La révolution de février 1848 et le printemps des peuples lui donnent l’opportunité d’accélérer son action. En 1848 le journal de Marx publie un article qui accuse Bakounine d’être un agent du Tsar. Il part pour Prague où il participe à une insurrection contre les Autrichiens. Il rédige un « Appel aux slaves », explique que l’émancipation sociale est liée à l’émancipation politique des peuples opprimés. Puis en 1849 il est à Dresde, coordonne une nouvelle insurrection, mais il est livré aux Prussiens et condamné à mort en 1851. Livré aux Russes, il est enfermé dans la forteresse Pierre-et-Paul de Saint-Pétersbourg, où le Tsar Nicolas Ier lui demande d’écrire une confession. Il s’exécute. Il est transféré à la forteresse de Schlusselbourg, puis il est déporté en Sibérie. Il est assigné à résidence à Tomsk, puis à Irkoutsk.

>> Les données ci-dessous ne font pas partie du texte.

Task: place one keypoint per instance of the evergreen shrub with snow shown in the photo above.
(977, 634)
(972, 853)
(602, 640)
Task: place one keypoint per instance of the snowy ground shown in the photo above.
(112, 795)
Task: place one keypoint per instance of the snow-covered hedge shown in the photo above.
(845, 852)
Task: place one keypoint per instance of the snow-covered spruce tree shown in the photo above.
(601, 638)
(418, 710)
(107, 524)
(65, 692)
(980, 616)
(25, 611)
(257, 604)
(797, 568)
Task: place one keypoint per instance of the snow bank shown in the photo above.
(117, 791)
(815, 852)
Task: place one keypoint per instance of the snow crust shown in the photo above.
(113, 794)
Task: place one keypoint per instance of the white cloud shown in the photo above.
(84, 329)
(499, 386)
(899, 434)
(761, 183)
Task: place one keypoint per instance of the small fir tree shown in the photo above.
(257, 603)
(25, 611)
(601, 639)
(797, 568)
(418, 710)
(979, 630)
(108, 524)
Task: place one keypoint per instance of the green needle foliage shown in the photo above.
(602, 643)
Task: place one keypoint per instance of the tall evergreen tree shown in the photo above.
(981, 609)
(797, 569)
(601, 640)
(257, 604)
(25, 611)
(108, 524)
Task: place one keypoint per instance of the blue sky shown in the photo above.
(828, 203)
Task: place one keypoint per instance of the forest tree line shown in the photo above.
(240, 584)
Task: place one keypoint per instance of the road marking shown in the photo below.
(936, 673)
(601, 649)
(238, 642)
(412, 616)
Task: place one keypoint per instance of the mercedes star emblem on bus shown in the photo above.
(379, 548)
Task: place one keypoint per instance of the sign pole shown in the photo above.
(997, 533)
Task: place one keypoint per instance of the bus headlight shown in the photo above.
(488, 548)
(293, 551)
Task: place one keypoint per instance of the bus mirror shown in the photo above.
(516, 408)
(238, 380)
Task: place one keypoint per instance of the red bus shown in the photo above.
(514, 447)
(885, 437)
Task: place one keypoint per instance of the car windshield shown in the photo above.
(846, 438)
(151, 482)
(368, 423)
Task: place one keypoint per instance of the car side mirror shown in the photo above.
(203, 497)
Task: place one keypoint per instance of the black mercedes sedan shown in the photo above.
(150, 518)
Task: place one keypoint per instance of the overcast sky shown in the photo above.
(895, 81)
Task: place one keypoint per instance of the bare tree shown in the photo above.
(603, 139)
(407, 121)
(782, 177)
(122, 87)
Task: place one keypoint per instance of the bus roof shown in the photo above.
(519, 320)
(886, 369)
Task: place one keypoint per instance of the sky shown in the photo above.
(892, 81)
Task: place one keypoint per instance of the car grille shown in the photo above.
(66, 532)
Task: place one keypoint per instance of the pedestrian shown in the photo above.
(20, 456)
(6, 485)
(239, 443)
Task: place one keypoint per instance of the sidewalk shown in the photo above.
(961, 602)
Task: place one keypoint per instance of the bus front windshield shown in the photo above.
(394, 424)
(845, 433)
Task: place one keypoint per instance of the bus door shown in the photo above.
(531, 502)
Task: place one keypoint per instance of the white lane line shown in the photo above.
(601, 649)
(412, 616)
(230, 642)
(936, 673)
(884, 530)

En 1861, après dix ans de prison ; il s’évade, prend le bateau pour le Japon à partir d’un port de Sibérie Orientale, puis s’embarque pour San Francisco, traverse le Pacifique, puis les Etats-Unis, au moment même où éclate la guerre de Sécession, arrive à New York où lui et sa femme s’embarquent pour Londres. Il espère participer à une nouvelle insurrection polonaise, mais finalement s’embarque pour la Suède, à partir de laquelle il va gagner la Finlande, d’où il veut lancer une insurrection à la Garibaldi sur la côte Baltique russe. L’expédition échoue. Converti définitivement aux idées anarchistes, Bakounine crée la fraternité internationale, sorte de société secrète.
En 1864, Bakounine fonde la Première Internationale (Association Internationale des Travailleurs). Il participe au congrès de la Ligue de la Paix et de la Liberté à Genève, où il rencontre Victor Hugo, Louis Blanc, John Stuart Mill, Garibaldi…Ses idées prennent de l’importance auprès des ouvriers jurassiens, formation importante de la Ière Internationale.
En 1870, il organise un soulèvement populaire à Lyon. Il échoue. Bakounine commence la rédaction de « L’empire knouto-germanique et la révolution sociale », dont sera tiré « Dieu et l’Etat ». En 1871, c’est la Commune de Paris, qui appelle à la création d’une fédération de villes libres et affranchies de l’Etat. Bakounine applaudit des deux mains. Marx et Engels en revanche ne voient pas d’un mauvais œil la victoire de Bismarck : la centralisation de l’Etat allemand est un préalable nécessaire à la prise du pouvoir par le mouvement ouvrier. En 1872, Marx parvient à le faire exclure de la Ière Internationale. C’est le début de l’opposition irréconciliable entre socialisme autoritaire et socialisme libertaire, qui pèsera sur le mouvement ouvrier jusqu’à nos jours, et dont l’un des épisodes les plus célèbres sera l’élimination du parti anarchiste par les sbires du parti communiste en Catalogne pendant la guerre d’Espagne.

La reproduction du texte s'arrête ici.